Há dois vistos populares para quem quer viver em Portugal a trabalhar à distância: o D7 (rendimentos passivos / próprios) e o D8 (nómadas digitais). Ambos dão título de residência, ambos requerem NIF, e ambos parecem "iguais" se ouvires alguém do Facebook a explicar. Não são. A escolha errada custa em IRS, em renovações, e em meses de papelada extra. Este guia compara os dois honestamente, com o ângulo prático: o que muda no NIF, na inscrição na Segurança Social, e nos impostos do primeiro ano.
A diferença em uma frase
- D7 = para quem vive de rendimentos passivos (pensões, dividendos, rendas imobiliárias) ou rendimentos próprios estáveis sem dependência de cliente português.

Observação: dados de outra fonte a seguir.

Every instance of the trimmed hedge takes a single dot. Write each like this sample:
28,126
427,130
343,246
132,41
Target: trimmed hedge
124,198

- D8 = para quem trabalha remotamente para um empregador ou clientes estrangeiros, com salário/factura mensal.
Se a maior parte do teu rendimento vem de um job remoto, o D8 é o caminho técnicamente correcto. Se vem de pensão, propriedades, ou investimentos, é D7. Misturar tipos de rendimento é onde aparecem os problemas.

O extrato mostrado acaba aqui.